Der Bräutigam zog das Schwänzchen ein und eilte davon. Er kriecht in das Schlafzimmer der Königstochter. Siehe, da liegen zwei im Bette: der Fürst und die Königin; sie schlafen und schnarchen, dass einem das Herz lacht. Der Bräutigam sah der Königstochter zwischen die Zähne. Es war nicht möglich, die Krone herauszunehmen. Doch wozu hatte er den Verstand? Er steckte ihr das Schwänzchen in den Mund, begann damit zu wackeln, die Königin wachte auf und weil sie so was Rundes im Munde fühlte, spukte sie aus und die Krone fiel – hopp – auf die Erde. Die Königstochter sprang auf; doch ehe sie die Kerze angezündet hatte, war der Bräutigam mit der Krone davon und hatte sie dem Kater übergeben. Dieser ließ das arme Mäuschen, welches aus Angst mit den Zähnen klapperte, los. Alle Mäuse eilen aus den Löchern. Ei! Wie sie den Mazurka aufspielen: pi, pi, pi, pi, pi, pi, pi, pi l Das war eine Freude! Sogar dem Hund und dem Kater brachte man Käse, Wurst und Honig, damit sie sich freuten.

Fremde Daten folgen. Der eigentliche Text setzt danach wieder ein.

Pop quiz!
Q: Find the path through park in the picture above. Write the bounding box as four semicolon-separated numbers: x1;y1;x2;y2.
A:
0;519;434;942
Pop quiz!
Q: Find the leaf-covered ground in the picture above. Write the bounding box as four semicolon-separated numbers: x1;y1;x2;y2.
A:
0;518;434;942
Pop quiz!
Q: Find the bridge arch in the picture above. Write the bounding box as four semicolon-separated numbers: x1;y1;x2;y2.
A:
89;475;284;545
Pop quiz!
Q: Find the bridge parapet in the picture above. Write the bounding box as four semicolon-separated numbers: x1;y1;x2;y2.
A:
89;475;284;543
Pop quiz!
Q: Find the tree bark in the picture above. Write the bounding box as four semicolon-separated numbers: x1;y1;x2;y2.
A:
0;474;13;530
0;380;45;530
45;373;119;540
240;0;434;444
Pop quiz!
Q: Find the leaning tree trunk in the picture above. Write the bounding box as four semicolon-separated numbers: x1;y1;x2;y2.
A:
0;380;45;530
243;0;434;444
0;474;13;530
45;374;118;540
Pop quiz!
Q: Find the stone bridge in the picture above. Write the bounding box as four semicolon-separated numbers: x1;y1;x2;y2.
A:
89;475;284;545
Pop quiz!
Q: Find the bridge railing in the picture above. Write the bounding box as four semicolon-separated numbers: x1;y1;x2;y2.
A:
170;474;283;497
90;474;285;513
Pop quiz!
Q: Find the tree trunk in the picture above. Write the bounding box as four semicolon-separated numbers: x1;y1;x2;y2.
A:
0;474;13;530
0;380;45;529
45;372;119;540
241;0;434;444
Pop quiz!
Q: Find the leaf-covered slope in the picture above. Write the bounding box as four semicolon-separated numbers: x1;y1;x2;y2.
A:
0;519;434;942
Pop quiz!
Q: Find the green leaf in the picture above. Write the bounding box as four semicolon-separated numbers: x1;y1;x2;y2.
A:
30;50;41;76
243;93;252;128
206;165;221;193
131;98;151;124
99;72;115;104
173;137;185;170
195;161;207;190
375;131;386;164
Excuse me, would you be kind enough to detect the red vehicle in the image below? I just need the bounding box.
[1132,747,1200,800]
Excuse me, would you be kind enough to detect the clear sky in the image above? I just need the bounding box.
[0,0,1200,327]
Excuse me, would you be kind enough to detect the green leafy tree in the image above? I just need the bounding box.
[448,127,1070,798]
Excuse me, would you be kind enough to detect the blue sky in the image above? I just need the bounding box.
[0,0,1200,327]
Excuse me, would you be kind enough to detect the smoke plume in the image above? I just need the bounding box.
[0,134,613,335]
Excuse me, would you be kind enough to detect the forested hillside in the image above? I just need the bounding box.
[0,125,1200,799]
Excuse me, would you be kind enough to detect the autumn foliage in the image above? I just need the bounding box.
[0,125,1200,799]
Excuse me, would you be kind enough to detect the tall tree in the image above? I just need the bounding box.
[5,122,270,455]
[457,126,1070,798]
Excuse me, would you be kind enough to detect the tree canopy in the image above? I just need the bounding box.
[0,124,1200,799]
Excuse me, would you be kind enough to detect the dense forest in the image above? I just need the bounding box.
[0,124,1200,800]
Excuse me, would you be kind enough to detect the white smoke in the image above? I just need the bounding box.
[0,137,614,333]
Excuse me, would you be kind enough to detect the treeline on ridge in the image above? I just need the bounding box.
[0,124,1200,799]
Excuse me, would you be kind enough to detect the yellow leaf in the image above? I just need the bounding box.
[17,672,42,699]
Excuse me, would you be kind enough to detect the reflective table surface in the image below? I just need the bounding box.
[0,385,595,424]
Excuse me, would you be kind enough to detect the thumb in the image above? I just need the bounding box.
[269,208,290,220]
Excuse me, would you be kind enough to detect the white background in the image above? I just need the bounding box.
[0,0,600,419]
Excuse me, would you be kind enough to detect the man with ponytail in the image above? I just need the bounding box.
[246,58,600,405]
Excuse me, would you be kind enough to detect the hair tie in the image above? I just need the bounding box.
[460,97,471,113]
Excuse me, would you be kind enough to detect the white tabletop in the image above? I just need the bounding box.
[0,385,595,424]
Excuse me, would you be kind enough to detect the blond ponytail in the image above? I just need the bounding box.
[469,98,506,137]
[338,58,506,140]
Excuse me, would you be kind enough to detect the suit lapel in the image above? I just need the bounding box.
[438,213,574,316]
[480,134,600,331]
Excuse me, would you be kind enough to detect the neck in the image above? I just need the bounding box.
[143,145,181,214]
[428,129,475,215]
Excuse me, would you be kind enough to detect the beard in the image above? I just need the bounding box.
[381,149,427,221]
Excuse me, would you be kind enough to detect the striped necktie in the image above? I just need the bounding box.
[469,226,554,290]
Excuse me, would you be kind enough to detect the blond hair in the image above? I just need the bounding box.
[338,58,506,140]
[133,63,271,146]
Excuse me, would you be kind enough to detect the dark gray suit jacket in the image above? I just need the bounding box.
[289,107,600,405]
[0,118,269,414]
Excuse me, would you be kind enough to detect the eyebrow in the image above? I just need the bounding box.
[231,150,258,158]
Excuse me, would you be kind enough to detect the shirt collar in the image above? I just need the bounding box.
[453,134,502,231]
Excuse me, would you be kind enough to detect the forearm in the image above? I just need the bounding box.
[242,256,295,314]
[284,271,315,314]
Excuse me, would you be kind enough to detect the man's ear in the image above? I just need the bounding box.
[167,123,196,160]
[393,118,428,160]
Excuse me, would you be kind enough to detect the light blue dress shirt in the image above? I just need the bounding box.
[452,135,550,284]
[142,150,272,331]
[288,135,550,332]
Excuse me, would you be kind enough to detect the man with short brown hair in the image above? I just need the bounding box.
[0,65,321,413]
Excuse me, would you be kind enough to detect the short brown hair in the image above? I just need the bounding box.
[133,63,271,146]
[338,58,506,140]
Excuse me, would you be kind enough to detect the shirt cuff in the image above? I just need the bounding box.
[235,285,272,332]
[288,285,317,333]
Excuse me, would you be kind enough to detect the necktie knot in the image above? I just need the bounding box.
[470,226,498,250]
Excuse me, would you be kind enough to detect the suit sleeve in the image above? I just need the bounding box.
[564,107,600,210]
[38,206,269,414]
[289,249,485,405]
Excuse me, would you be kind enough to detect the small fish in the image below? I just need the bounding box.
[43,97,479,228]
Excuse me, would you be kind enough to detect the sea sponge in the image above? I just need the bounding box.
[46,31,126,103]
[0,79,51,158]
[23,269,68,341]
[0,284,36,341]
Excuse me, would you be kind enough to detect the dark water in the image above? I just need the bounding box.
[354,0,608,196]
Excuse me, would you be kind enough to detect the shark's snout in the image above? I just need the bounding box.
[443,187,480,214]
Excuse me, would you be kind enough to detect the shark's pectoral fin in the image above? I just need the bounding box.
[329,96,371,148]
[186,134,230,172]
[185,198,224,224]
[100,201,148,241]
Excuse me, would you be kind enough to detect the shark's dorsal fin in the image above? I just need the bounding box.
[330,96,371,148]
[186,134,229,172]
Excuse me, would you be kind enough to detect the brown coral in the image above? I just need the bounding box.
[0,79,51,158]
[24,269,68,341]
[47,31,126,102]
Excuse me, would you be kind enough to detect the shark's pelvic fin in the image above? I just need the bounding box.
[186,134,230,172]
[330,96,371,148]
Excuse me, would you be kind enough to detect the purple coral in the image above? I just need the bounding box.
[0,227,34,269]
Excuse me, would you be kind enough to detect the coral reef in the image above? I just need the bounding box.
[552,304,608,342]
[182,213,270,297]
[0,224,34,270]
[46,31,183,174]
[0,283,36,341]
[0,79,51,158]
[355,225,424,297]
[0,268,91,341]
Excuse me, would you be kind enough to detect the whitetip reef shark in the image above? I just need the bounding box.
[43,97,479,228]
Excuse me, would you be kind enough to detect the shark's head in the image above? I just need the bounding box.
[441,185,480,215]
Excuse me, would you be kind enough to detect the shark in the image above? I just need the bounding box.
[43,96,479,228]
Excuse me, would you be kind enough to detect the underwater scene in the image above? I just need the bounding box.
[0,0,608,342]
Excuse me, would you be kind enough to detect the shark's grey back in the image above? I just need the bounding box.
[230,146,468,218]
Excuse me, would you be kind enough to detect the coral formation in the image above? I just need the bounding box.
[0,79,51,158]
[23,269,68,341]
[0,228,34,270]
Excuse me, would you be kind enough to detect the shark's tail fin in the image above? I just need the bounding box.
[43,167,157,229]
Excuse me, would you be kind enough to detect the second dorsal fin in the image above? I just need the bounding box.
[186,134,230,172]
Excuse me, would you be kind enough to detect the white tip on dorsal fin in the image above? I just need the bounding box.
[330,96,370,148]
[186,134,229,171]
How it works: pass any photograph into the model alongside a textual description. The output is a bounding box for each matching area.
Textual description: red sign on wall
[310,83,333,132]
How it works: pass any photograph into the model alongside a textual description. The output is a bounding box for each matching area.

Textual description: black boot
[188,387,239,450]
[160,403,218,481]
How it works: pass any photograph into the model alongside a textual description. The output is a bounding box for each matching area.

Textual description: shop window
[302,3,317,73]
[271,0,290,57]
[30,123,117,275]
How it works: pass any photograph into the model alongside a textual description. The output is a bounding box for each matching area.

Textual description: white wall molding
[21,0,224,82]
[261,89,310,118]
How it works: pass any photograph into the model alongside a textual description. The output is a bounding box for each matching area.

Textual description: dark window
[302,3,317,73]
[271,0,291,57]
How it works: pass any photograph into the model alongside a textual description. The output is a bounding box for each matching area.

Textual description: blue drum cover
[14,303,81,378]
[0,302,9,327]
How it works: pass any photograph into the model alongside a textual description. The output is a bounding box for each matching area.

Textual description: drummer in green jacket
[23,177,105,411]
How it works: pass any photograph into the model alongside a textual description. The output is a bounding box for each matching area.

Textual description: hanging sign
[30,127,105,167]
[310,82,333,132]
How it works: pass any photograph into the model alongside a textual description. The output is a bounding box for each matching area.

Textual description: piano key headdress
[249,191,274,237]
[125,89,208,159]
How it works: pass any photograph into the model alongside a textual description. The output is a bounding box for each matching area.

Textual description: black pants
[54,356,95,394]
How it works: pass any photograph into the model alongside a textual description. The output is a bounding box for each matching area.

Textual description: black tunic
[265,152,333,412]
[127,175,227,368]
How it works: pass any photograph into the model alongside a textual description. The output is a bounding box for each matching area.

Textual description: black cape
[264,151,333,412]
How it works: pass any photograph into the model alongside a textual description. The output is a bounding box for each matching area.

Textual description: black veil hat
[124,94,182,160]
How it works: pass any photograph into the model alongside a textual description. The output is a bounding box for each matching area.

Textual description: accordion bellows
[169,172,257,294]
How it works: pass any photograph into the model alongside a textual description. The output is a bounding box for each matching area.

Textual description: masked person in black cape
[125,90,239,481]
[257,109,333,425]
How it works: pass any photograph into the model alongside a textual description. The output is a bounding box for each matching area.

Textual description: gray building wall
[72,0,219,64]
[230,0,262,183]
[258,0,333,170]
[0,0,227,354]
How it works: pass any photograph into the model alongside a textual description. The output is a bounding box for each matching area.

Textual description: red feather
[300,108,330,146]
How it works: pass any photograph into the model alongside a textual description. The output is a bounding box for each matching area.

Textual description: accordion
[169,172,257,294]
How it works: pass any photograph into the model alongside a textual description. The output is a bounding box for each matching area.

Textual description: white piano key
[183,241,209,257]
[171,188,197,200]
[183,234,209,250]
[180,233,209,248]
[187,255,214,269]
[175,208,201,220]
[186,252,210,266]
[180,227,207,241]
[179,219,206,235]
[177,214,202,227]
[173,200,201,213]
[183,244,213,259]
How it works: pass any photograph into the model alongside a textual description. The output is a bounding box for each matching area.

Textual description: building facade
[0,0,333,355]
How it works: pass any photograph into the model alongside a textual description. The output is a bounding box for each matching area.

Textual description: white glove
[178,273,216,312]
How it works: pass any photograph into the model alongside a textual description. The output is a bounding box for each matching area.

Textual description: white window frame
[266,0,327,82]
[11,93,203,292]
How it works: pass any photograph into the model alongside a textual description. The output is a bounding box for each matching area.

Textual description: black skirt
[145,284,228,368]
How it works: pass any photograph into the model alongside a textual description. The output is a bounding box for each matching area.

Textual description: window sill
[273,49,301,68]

Nachdem sich Hund und Kater gesättigt hatten, verweilten sie nicht länger, sondern begaben sich auf den Weg. Als sie wiederum zu dem Fluss kamen, nahm der Kater die Krone zwischen die Zähne, stieg auf den Rücken des Hundes und sie begannen zu schwimmen. Auf einmal erblickte der Kater einen Fisch. Das habsüchtige Katerungetüm wollte ihn fangen – die Krone fiel ihm aus dem Munde. „0 Hilfe, Hilfe!", schrie er. Der Hund wollte ihn im ersten Augenblick vor Ärger ertränken; bald aber mäßigte er sich und versetzte ihm erst am Ufer einen Rippentriller. Dann befahl er ihm, den Schwanz ins Wasser zu tauchen und ihn so zu halten. Ein Hecht kam herangeschwommen und da er glaubte, dass es etwas zu essen ist, schnappte er nach dem Schwanze. Der Kater miaute vor Schmerz, aber der Hund fasste den Hecht Sofort beim Halse und zog ihn ans Ufer. Hier trennte er ihn sofort auf und fand in seinem Innern die Krone. Er gab sie nicht mehr dem Kater, weil dieser zwar rechtschaffen, aber dumm war. So kamen sie zu Jas und übergaben ihm die Krone. Jas dankte ihnen aufs herzlichste für den Dienst und begab sich sofort zum König. Der König wusste von nichts und da beklagt sich Jas vor ihm über die Königin! „Das kann nicht sein, davor steht sie nicht zu schonen!" „Nun gut", sagte Jas, nahm die Krone in die Hand und sprach: „Man soll die Königin mitsamt dem Bette herbringen!" Kaum hatte er die Worte ausgesprochen, so öffnet sich die Tür, das Bett kommt herein und in ihm liegen der Fürst und die Königstochter. Ei, wie ergreift da der alte König das Kerbholz, wie beginnt er beide zu prügeln, dass sie vor Schmerz und vor Scham seufzten! Schließlich trat Jas für sie ein und nahm dem König den Stock weg. Doch was war zu tun? Jas sah, dass die Königin nicht für ihn bestimmt war. Er wollte sie nicht zur Liebe zwingen, obwohl er das Recht dazu hatte. Ein solches Leben mit der Königin wäre ja dem Tode gleich gewesen. Was tat er nun? Er stand auf und sprach folgendermaßen zu ihnen: „Ich könnte euch töten, verbrennen, vernichten, doch was hätte ich davon? Lebt ihr lieber im Glück, ich gehe in die Welt!" Weg war er und kehrte nie wieder zurück.


Jas begab sich mit der Krone zum Schlangenkönig und gab sie ihm zurück. Zugleich erzählte er ihm sein Unglück. Die Schlange sprach zu ihm: „Ich sagte dir doch, dass du niemals auf der Welt wahres Glück finden wirst. Gut und Ruhm wirst du besitzen, die Leute aber werden es dir missgönnen, denn sie wissen nicht, dass der einfache Mann oft hundertmal glücklicher ist als der mächtigste König."

Es lebte nun Jas zusammen mit dem Hund und dem Kater im Palaste des Schlangenkönigs bis an seines Lebens Ende.